**This notebook is intended to provide a Python-based solution to importing our project CSV files into a PostgreSQL Database.  The two coding challenges we face are:**

a) Getting the AWS RDS DB Connection to work.  
The key thing I had to do with Amazon RDS was set Public Accessibility = Yes, and then edit inbound traffic under the Security Rules to whitelist the relevant IP address. This article hit on the basic points and then I figured out how to do this in AWS RDS/EC2.
https://aws.amazon.com/getting-started/tutorials/create-connect-postgresql-db/

b) Importing CSV data with missing values into PostgreSQL.
The CSV Data Source for the project has missing values noted as empty strings which cannot be imported directly from CSV to PostgreSQL (due to a PostgreSQL Bug).  Also of note, the read CSV step has to occur row by row because our files are too large to hold a whole year of data in local memory.

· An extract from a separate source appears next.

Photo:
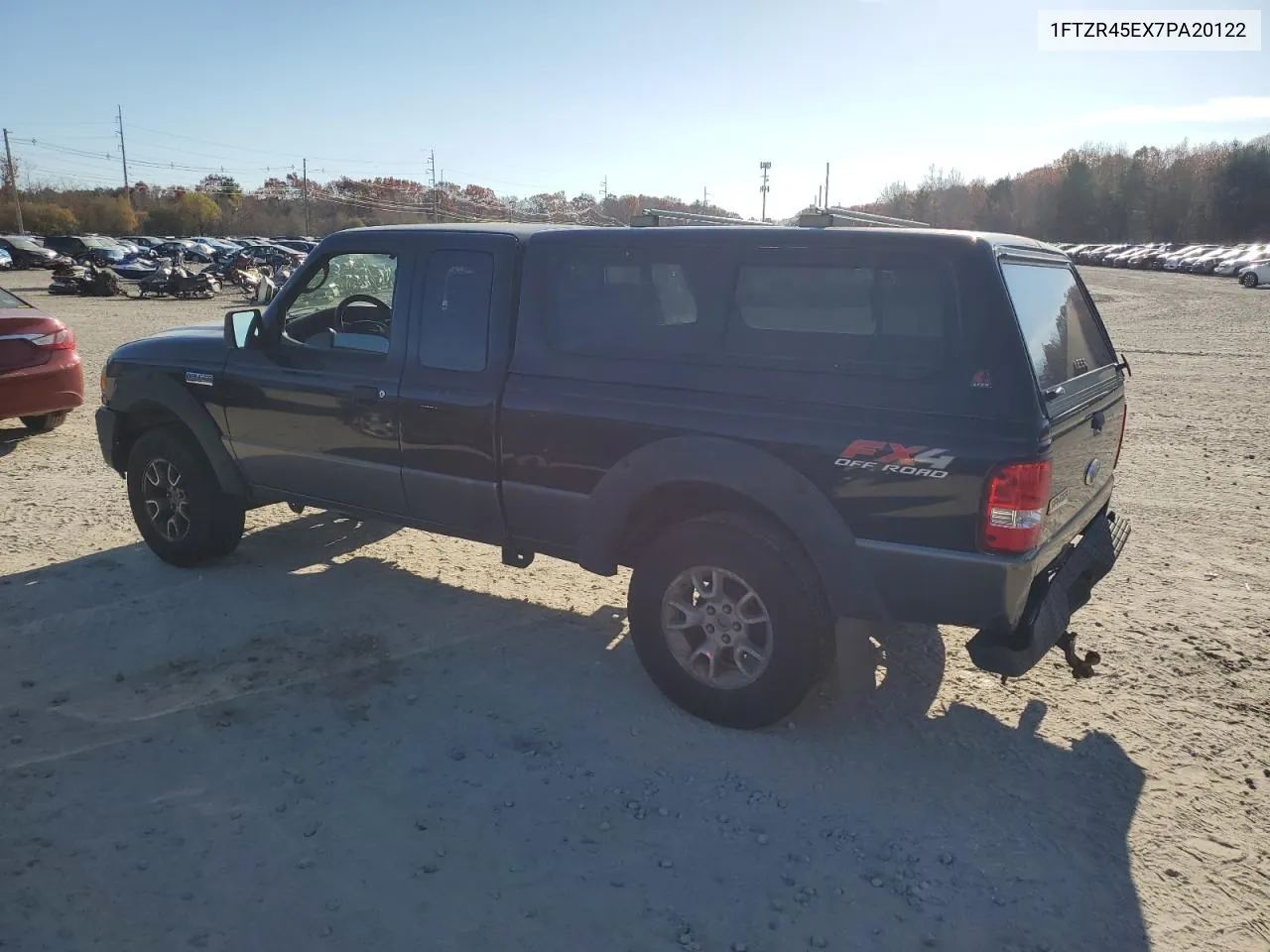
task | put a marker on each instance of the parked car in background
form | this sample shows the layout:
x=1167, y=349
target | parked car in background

OPTION A (FAILED) "COPY FROM" does not work on null="" because PostgreSQL doesn't handle it. Pulled relevant cell from the notebook for now but we may add it back in, to implement Option C below.

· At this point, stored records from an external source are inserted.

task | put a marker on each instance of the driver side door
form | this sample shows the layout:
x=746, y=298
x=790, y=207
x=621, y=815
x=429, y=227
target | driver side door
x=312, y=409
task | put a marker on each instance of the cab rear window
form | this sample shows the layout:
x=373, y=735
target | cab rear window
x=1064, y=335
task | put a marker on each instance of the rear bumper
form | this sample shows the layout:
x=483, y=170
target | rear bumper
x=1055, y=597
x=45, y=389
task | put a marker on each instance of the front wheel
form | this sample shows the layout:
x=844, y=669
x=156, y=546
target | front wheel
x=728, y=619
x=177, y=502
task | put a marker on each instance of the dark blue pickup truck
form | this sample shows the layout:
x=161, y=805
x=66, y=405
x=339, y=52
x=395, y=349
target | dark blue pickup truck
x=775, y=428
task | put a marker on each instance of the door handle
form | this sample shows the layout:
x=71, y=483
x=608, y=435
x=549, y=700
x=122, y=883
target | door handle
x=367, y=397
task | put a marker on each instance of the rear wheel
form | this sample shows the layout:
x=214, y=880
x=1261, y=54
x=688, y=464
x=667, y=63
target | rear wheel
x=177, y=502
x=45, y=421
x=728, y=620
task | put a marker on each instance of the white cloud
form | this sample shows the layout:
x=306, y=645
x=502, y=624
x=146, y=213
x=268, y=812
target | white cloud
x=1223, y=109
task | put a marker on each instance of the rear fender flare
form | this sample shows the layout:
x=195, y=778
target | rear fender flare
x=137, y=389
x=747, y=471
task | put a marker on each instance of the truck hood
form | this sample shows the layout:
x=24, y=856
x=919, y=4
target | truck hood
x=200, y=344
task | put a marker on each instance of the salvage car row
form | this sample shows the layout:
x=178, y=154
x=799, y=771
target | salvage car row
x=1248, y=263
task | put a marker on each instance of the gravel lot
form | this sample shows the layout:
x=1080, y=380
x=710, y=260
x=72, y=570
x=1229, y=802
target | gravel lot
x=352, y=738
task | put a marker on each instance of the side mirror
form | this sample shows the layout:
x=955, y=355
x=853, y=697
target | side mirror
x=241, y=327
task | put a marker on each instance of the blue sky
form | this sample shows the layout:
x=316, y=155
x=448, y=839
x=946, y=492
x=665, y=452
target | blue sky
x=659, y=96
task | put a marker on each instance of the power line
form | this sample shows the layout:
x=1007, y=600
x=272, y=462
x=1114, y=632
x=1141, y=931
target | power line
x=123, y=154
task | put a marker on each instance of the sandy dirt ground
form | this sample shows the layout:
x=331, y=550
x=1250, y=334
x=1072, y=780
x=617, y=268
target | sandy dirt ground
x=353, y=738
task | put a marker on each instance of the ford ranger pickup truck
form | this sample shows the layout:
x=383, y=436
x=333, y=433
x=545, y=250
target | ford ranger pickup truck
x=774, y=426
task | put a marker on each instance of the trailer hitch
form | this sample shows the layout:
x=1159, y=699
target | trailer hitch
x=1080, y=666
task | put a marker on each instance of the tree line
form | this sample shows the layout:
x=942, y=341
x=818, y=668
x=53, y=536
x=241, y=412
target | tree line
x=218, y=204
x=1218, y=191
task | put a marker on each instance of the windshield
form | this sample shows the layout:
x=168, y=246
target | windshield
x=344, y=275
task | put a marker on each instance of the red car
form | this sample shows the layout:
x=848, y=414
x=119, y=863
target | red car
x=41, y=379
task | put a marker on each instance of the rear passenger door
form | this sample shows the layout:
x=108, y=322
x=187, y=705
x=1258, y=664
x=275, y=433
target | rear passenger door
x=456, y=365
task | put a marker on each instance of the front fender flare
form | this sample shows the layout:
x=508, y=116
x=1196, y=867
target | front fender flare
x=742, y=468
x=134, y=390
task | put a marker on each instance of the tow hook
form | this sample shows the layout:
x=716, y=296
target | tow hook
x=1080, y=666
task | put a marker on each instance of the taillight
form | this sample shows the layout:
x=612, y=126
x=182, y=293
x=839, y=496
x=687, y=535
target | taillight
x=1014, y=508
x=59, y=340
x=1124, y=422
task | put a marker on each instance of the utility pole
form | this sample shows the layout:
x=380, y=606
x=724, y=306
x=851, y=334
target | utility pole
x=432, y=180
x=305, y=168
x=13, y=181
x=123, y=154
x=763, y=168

OPTION B (FAILED) Pandas is not working, either, because it relies on "IMPORT INTO", which converts the null value back to an empty string to pass the SQL statement in Python bindings.  

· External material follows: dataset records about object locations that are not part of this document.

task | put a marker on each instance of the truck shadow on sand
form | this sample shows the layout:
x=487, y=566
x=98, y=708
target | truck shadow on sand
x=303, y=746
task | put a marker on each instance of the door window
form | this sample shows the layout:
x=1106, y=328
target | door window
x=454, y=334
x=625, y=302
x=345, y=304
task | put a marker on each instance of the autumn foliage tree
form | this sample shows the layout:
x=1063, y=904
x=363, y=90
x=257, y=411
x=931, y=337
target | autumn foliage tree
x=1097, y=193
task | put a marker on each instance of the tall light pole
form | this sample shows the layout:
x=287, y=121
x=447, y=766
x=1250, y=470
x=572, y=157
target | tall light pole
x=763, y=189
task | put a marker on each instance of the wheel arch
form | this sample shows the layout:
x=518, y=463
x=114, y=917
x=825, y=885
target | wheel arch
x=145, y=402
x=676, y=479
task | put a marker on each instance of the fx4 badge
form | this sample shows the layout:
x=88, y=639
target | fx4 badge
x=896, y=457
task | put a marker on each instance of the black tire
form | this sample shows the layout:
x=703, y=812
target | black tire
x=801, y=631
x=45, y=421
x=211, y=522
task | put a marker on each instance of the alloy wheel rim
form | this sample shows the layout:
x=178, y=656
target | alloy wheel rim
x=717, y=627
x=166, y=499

OPTION C (PENDING) Likely solution is to cast all fields as VARCHAR to start, then change type following initial import.  Will code this out at a later date.
https://www.postgresql.org/message-id/4C882E8E.6080301%40postnewspapers.com.au
https://github.com/cockroachdb/cockroach/issues/19743
https://forum.cockroachlabs.com/t/import-from-csv-fails-on-null-data-for-int-types/1067/11
https://stackoverflow.com/questions/13125236/sqlalchemy-psycopg2-and-postgresql-copy
https://stackoverflow.com/questions/21527057/python-parse-csv-ignoring-comma-with-double-quotes

In [None]:
import csv
import os
import pandas as pd
import psycopg2
from sqlalchemy import create_engine

In [None]:
# Python objects for script

hmda_schema = 'public'
tables = ['17', '16', '15', '14', '13', '12']
year = tables[2]
test_table = f'hmda_lar_20{year}_allrecords'

path = ''
csv_file_path = f'{path}{test_table}.csv'

print(csv_file_path)
print(test_table)

In [None]:
# Postgres username, password, and database name.
postgres_host = ''  
postgres_port = '5432' 
postgres_username = '' 
postgres_password = ''
postgres_dbname = ''
postgres_str = ('postgresql://{username}:{password}@{host}:{port}/{dbname}'
                .format(username = postgres_username,
                        password = postgres_password,
                        host = postgres_host,
                        port = postgres_port,
                        dbname = postgres_dbname)
               )


# Creating the connection.
engine = create_engine(postgres_str)

In [None]:
engine.execute(f'DROP TABLE IF EXISTS {test_table};')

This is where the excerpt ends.